Un año después de la entrada en vigor de estas medidas, las conclusiones a las que llego son las siguientes:

  • El cliente que operaba en CFDs con un broker serio y regulado sigue haciéndolo, teniendo que adaptar su operativa a los nuevos márgenes requeridos por la ESMA.
     
  • El cliente que cumple los requisitos para ser profesional ha conseguido saltarse las restricciones. No obstante, ESMA ya ha advertido de que podrían hacerse auditorías para verificar que un cliente ostenta realmente el estatus de profesional y no se trata de una decisión tomada a la ligera por el broker para retener al cliente que sigue exigiendo altos apalancamientos.
     
  • El cliente acostumbrado a un elevado nivel de apalancamiento y que no cumple los requisitos para ser profesional ha migrado a brokers fuera de la ESMA, generalmente australianos. La ASIC se ha puesto seria y va a acabar limitando los apalancamientos, así que algunos brokers australianos han comenzado a moverse a paraísos fiscales con una regulación muy laxa para seguir reteniendo a esos clientes (como San Vicente o las Granadinas).
     
  • Derivado de ese último punto, la persecución de apalancamientos fuera de la ESMA, olvidando completamente la importancia de la parte regulatoria de una empresa de servicios de inversión, ha llevado a muchos inversores a caer en las manos de chiringuitos financieros.

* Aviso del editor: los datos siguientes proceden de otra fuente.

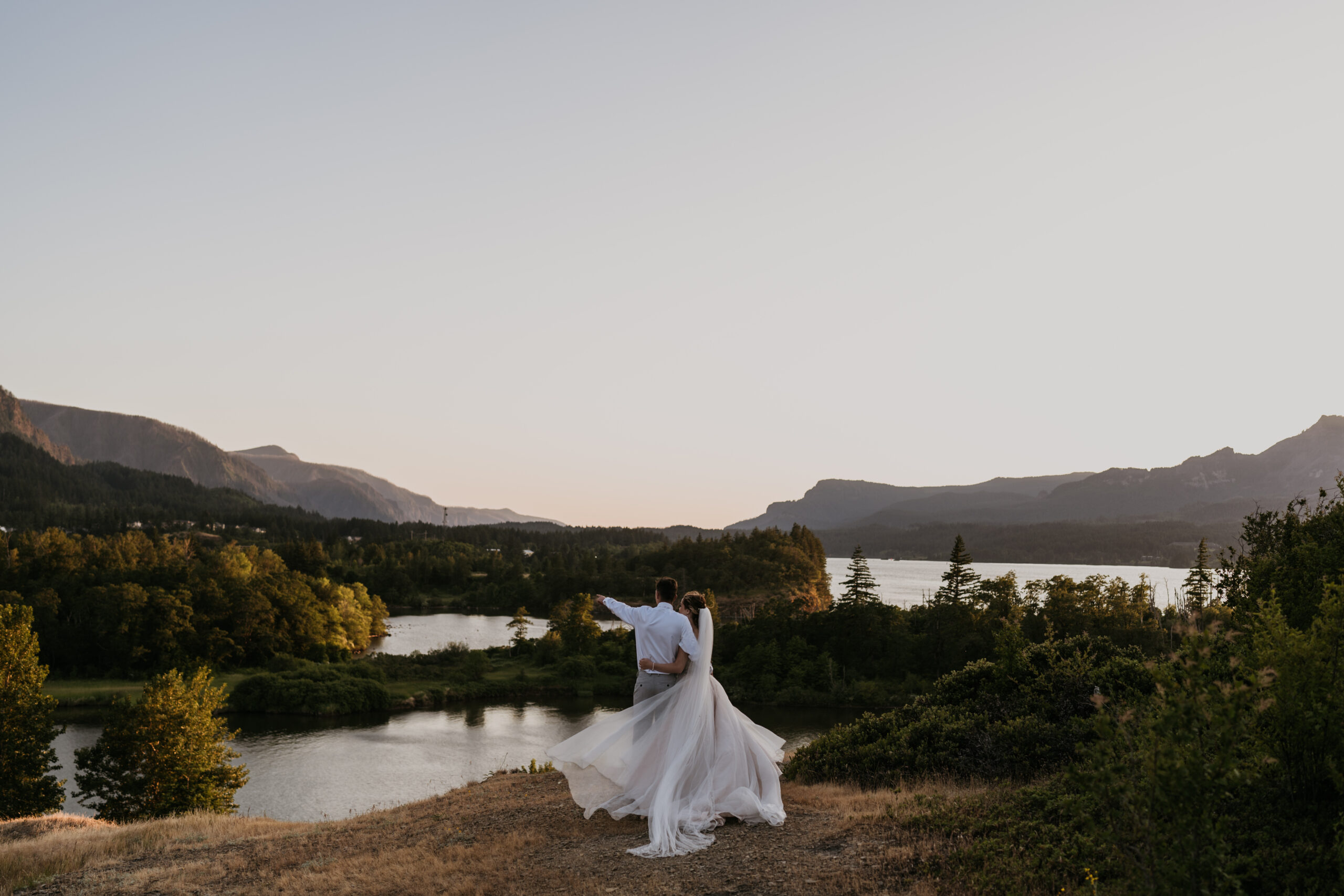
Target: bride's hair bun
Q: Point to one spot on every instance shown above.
(694, 601)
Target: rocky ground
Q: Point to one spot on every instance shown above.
(515, 833)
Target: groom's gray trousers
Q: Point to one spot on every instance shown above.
(651, 684)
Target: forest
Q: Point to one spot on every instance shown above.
(1202, 763)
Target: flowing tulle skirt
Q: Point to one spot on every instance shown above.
(683, 760)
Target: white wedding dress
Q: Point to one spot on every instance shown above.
(685, 760)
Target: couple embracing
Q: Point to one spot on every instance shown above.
(683, 755)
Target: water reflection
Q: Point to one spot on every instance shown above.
(308, 769)
(428, 630)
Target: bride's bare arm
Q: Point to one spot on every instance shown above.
(674, 668)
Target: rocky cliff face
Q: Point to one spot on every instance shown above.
(13, 419)
(347, 492)
(1223, 486)
(268, 473)
(145, 444)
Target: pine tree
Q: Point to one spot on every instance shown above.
(519, 626)
(1199, 582)
(860, 589)
(573, 621)
(959, 582)
(163, 755)
(26, 730)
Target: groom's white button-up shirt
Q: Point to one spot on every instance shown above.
(659, 630)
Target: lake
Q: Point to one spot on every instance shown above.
(425, 630)
(906, 582)
(311, 769)
(308, 769)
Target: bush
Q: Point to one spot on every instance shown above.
(476, 664)
(163, 755)
(1012, 718)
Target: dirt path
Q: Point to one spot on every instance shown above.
(523, 835)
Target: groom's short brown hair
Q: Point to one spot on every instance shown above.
(666, 589)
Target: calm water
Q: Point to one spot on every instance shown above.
(905, 582)
(418, 630)
(306, 769)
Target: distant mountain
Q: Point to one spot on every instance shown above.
(270, 473)
(347, 492)
(834, 503)
(14, 421)
(1221, 487)
(144, 444)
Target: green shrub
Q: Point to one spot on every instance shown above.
(579, 668)
(26, 729)
(1014, 718)
(476, 664)
(163, 755)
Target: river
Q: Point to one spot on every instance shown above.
(310, 769)
(906, 582)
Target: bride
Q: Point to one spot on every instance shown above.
(685, 758)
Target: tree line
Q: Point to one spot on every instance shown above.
(1210, 765)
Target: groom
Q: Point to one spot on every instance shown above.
(659, 630)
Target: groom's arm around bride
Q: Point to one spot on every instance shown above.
(659, 630)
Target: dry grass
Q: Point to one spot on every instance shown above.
(33, 849)
(514, 835)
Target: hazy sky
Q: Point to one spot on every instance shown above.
(659, 263)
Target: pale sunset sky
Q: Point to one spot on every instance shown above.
(659, 263)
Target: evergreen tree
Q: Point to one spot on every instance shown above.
(1199, 582)
(519, 626)
(163, 755)
(26, 730)
(860, 589)
(573, 621)
(959, 583)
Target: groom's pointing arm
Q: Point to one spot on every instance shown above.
(623, 612)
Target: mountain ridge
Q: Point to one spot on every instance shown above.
(15, 421)
(1218, 487)
(145, 444)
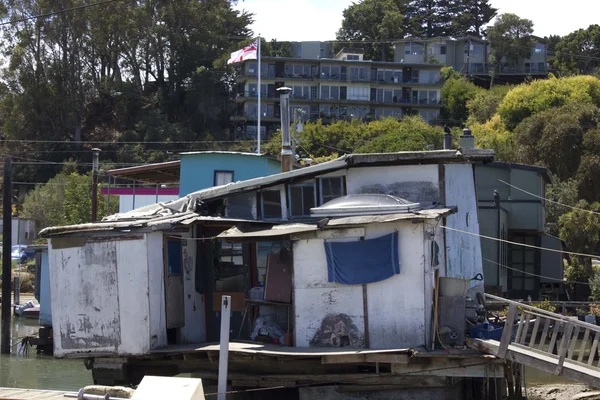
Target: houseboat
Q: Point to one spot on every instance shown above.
(350, 276)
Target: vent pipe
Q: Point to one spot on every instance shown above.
(286, 143)
(467, 141)
(447, 139)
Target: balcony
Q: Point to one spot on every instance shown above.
(410, 101)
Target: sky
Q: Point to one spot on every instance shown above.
(319, 20)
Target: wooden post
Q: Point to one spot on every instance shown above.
(507, 332)
(564, 344)
(6, 261)
(224, 347)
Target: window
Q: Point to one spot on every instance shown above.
(525, 264)
(330, 92)
(414, 49)
(332, 188)
(302, 198)
(358, 93)
(271, 204)
(223, 177)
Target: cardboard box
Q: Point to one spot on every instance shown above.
(238, 300)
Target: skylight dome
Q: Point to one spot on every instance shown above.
(365, 204)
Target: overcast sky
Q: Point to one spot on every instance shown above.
(320, 19)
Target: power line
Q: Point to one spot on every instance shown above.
(16, 21)
(521, 244)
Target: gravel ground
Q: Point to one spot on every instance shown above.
(562, 392)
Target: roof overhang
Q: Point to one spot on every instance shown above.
(254, 232)
(160, 173)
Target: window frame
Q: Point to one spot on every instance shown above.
(342, 178)
(262, 205)
(312, 184)
(223, 171)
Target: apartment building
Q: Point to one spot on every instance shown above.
(470, 56)
(343, 87)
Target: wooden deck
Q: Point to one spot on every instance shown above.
(30, 394)
(274, 350)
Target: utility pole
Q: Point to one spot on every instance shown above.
(95, 184)
(286, 145)
(6, 262)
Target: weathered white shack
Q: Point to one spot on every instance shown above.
(149, 282)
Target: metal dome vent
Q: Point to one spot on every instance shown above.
(365, 204)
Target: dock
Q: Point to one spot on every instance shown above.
(30, 394)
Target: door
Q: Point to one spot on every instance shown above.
(174, 284)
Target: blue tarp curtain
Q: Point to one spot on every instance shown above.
(364, 261)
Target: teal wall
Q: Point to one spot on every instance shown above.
(197, 171)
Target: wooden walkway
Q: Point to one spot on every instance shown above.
(30, 394)
(547, 341)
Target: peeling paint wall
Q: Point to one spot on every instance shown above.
(412, 182)
(156, 290)
(463, 251)
(194, 330)
(99, 296)
(326, 312)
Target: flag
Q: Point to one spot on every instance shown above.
(247, 53)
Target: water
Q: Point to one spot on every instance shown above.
(37, 371)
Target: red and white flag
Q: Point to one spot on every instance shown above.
(247, 53)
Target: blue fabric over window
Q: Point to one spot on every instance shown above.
(364, 261)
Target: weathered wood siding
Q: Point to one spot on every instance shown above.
(100, 300)
(463, 251)
(395, 307)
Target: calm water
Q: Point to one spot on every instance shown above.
(43, 372)
(39, 372)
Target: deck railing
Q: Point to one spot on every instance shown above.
(549, 334)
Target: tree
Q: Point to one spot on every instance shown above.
(483, 106)
(430, 18)
(470, 16)
(410, 134)
(456, 92)
(319, 141)
(555, 137)
(579, 52)
(528, 99)
(373, 20)
(64, 200)
(510, 39)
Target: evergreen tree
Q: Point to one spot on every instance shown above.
(470, 16)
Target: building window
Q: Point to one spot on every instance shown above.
(332, 188)
(415, 49)
(301, 197)
(358, 93)
(524, 263)
(271, 204)
(223, 177)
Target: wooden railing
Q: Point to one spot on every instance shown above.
(549, 334)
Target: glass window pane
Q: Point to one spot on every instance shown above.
(517, 284)
(271, 204)
(296, 200)
(308, 196)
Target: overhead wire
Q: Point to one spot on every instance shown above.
(16, 21)
(520, 244)
(548, 200)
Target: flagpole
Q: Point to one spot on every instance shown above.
(259, 90)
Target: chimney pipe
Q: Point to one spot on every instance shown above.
(467, 141)
(447, 139)
(286, 143)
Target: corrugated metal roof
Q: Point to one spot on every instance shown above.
(184, 208)
(252, 231)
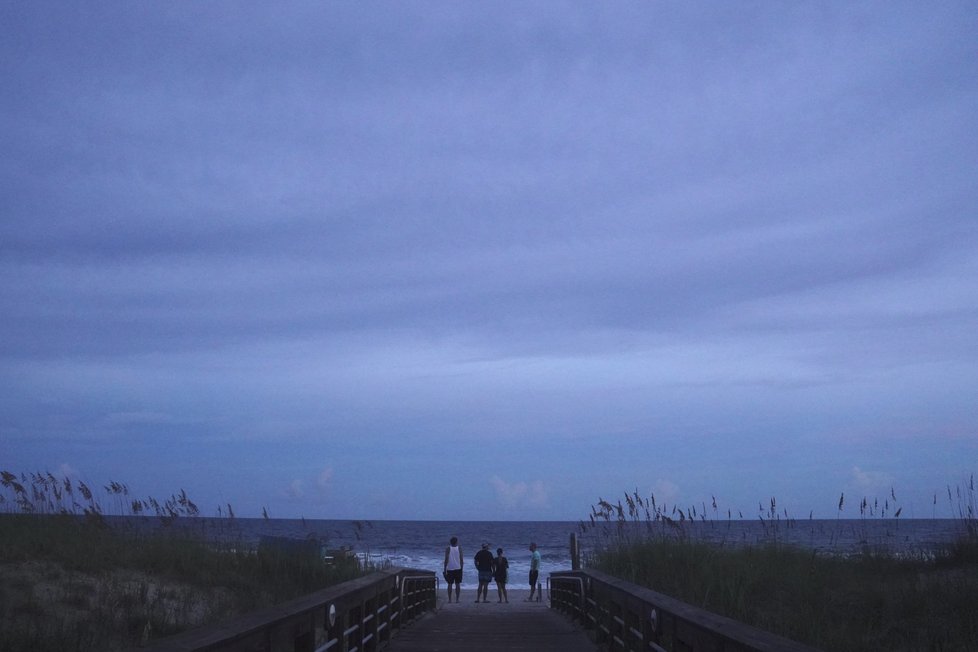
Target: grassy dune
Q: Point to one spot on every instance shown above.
(69, 581)
(867, 602)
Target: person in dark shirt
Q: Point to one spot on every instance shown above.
(484, 565)
(500, 571)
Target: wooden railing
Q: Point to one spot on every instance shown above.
(355, 616)
(624, 616)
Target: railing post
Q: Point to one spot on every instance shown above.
(575, 553)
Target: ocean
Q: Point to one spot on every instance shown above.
(421, 544)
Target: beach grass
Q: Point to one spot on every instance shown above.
(865, 602)
(71, 578)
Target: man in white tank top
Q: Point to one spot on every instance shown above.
(453, 567)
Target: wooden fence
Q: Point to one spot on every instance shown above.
(355, 616)
(623, 616)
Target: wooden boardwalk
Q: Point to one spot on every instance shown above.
(514, 627)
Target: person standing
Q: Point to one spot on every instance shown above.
(534, 571)
(500, 570)
(453, 567)
(483, 564)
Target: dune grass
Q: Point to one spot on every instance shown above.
(863, 602)
(70, 580)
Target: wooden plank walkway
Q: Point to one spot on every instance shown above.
(516, 626)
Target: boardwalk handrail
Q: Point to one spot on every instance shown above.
(355, 616)
(625, 616)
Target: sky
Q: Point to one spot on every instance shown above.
(492, 261)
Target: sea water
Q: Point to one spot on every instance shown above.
(422, 544)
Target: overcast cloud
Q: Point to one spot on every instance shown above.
(490, 260)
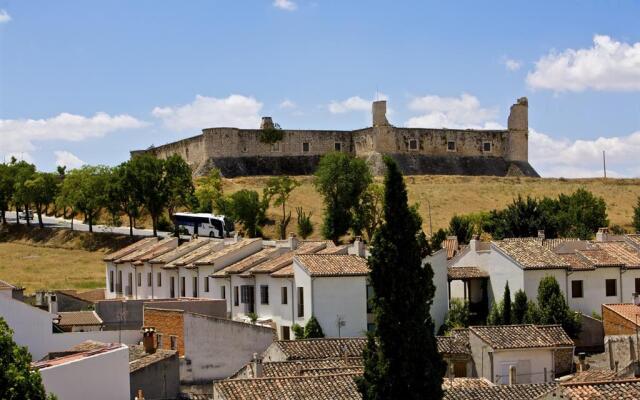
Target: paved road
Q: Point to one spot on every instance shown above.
(52, 222)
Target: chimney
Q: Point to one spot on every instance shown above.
(512, 375)
(256, 365)
(267, 123)
(149, 339)
(602, 235)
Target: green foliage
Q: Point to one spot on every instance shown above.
(519, 307)
(312, 329)
(341, 179)
(279, 189)
(457, 317)
(410, 368)
(17, 379)
(305, 226)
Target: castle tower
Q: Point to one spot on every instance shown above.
(518, 125)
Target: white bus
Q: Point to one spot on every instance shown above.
(203, 224)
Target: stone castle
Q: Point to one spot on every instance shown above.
(418, 151)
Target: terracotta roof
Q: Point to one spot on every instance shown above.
(310, 367)
(456, 344)
(309, 349)
(189, 258)
(246, 263)
(530, 254)
(74, 318)
(627, 311)
(333, 264)
(499, 392)
(323, 387)
(605, 390)
(139, 359)
(466, 273)
(522, 336)
(213, 257)
(179, 251)
(130, 249)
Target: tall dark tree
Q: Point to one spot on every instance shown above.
(410, 367)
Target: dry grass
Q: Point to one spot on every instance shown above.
(37, 267)
(449, 195)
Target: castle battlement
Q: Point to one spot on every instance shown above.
(442, 151)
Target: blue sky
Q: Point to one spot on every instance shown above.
(88, 81)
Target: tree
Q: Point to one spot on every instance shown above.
(553, 309)
(636, 216)
(279, 189)
(519, 307)
(305, 226)
(17, 379)
(341, 179)
(403, 288)
(506, 305)
(313, 329)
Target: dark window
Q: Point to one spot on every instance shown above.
(300, 302)
(264, 294)
(611, 287)
(576, 289)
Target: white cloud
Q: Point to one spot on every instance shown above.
(354, 103)
(20, 135)
(512, 65)
(68, 159)
(608, 65)
(287, 5)
(286, 103)
(4, 16)
(451, 112)
(233, 111)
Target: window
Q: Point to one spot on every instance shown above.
(300, 302)
(576, 289)
(610, 286)
(174, 342)
(264, 294)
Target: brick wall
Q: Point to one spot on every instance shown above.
(167, 323)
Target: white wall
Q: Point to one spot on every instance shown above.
(100, 376)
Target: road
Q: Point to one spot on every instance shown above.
(53, 222)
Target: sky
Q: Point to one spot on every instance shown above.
(88, 81)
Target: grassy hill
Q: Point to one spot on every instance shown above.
(450, 195)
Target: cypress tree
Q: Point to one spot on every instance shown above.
(401, 359)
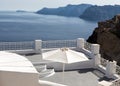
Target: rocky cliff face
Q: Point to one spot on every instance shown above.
(107, 34)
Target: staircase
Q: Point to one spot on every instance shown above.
(43, 70)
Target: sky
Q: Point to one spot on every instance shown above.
(35, 5)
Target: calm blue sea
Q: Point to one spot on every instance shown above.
(24, 26)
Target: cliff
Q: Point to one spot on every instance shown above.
(107, 34)
(69, 10)
(100, 13)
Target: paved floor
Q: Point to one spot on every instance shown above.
(83, 77)
(75, 78)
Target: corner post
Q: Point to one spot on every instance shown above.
(38, 46)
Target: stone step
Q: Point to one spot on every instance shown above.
(40, 67)
(46, 73)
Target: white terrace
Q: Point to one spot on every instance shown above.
(33, 51)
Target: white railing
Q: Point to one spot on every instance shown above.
(87, 46)
(116, 82)
(16, 45)
(59, 44)
(118, 69)
(103, 62)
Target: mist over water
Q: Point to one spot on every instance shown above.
(24, 26)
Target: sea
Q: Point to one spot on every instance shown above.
(29, 26)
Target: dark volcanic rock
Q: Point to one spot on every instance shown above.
(107, 34)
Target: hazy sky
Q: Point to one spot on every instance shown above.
(34, 5)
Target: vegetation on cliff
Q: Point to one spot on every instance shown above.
(107, 34)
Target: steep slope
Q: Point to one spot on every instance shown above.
(100, 13)
(69, 10)
(107, 34)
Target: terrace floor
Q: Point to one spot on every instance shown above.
(82, 77)
(85, 77)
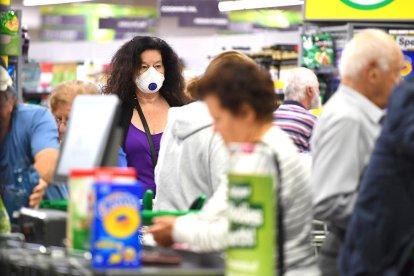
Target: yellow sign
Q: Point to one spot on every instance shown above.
(361, 10)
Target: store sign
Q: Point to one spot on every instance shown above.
(125, 24)
(405, 42)
(194, 13)
(361, 10)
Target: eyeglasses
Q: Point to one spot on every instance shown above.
(61, 120)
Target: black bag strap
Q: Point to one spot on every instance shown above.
(154, 156)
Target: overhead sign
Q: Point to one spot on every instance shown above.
(405, 42)
(360, 10)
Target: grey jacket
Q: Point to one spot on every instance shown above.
(192, 158)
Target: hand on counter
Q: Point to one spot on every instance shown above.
(37, 194)
(162, 230)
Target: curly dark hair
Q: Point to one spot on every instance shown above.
(127, 60)
(239, 82)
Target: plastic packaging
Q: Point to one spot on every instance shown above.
(251, 211)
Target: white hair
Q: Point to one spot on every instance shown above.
(365, 47)
(298, 81)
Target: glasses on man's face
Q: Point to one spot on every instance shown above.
(61, 120)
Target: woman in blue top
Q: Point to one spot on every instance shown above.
(147, 76)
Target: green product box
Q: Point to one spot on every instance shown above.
(252, 225)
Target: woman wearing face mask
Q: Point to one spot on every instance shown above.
(147, 76)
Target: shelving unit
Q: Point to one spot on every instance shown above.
(342, 32)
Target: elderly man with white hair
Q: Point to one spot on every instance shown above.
(293, 116)
(28, 148)
(345, 134)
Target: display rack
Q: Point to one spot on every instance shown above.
(17, 60)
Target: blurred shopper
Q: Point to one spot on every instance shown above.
(147, 76)
(60, 102)
(293, 116)
(62, 97)
(193, 159)
(346, 132)
(28, 148)
(380, 235)
(241, 101)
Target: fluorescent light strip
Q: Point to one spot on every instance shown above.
(49, 2)
(226, 6)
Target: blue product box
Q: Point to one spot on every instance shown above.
(115, 239)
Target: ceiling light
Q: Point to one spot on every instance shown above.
(49, 2)
(238, 5)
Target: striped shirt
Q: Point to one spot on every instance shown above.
(297, 122)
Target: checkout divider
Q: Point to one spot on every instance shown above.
(42, 248)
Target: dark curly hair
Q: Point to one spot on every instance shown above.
(239, 82)
(127, 60)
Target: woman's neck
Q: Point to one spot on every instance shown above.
(147, 98)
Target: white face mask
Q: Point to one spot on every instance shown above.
(150, 81)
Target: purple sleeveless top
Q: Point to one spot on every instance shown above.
(138, 154)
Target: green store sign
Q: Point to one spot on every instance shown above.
(367, 4)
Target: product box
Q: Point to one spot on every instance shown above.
(115, 240)
(251, 212)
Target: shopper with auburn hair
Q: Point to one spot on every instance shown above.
(241, 100)
(193, 159)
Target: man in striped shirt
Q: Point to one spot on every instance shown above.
(293, 116)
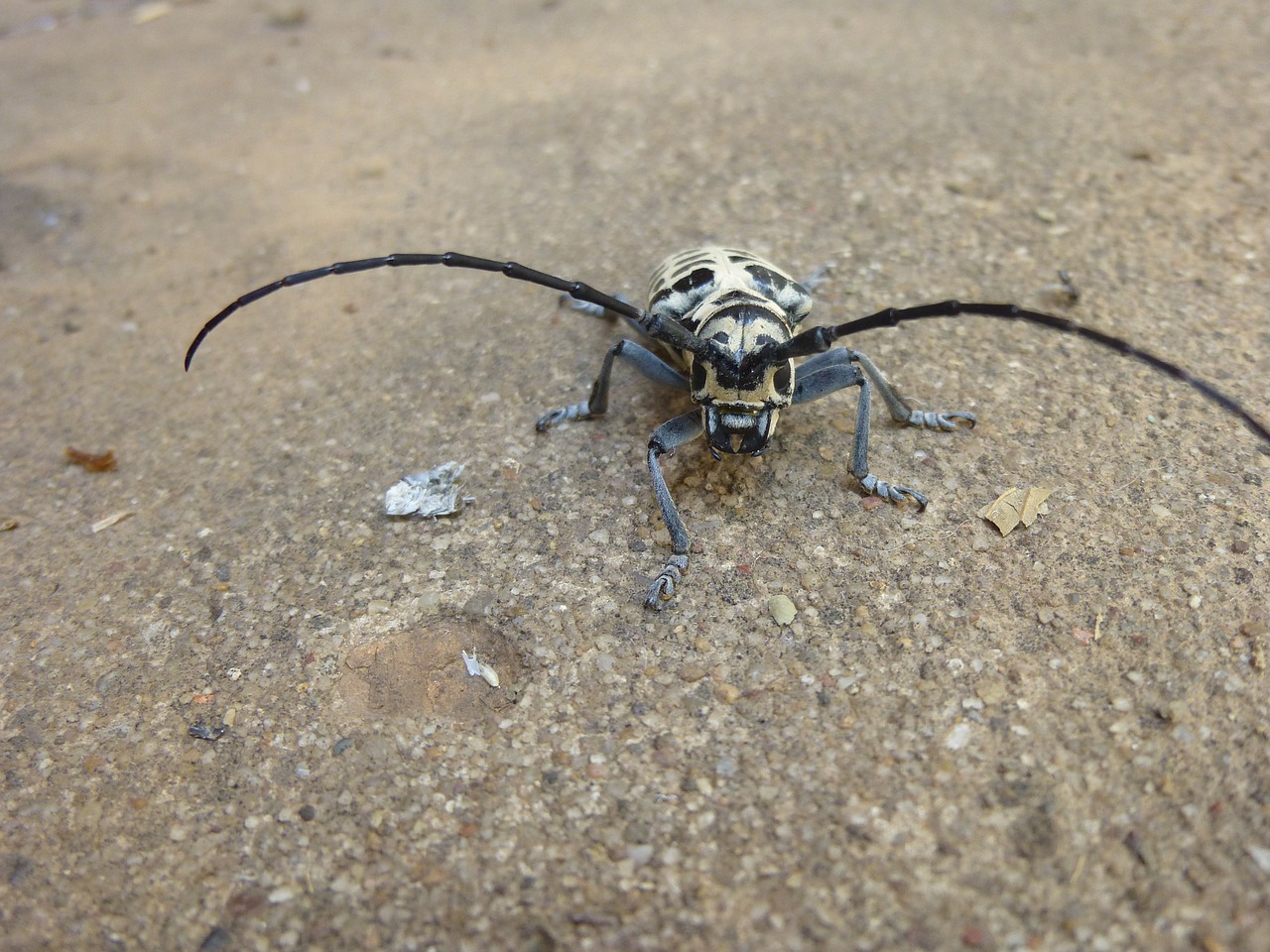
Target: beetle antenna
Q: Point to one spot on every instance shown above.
(654, 326)
(821, 339)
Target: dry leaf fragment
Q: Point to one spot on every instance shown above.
(1016, 506)
(91, 462)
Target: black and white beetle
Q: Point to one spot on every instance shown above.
(728, 325)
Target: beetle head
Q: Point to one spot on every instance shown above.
(740, 390)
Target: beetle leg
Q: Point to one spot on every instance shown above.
(899, 409)
(640, 358)
(666, 439)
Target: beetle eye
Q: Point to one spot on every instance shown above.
(781, 379)
(698, 376)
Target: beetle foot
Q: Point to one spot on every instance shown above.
(574, 412)
(663, 585)
(942, 421)
(892, 494)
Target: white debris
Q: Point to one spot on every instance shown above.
(429, 493)
(479, 669)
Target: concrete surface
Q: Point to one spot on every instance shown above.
(1049, 740)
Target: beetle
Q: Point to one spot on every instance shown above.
(726, 324)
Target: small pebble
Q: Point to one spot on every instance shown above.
(781, 608)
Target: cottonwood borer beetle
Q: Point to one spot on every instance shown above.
(728, 326)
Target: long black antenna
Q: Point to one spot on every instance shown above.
(674, 334)
(821, 339)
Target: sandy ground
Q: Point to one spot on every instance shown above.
(1053, 740)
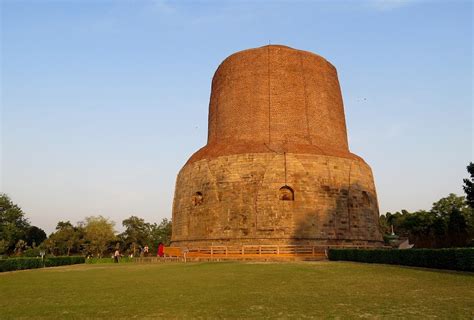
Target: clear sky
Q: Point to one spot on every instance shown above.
(104, 101)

Sinceramente, salvo alguna excepción puntual, creo que no existen productos financieros buenos o malos. Hay un producto para cada perfil inversor y horizonte temporal e incluso es legítimo combinar estrategias de largo plazo (con productos como fondos de inversión, acciones o ETFs) con la toma de decisiones tácticas o de cobertura de riesgos (caídas en los mercados o tipo de cambio) con productos derivados, ya sean CFDs, futuros u opciones financieras.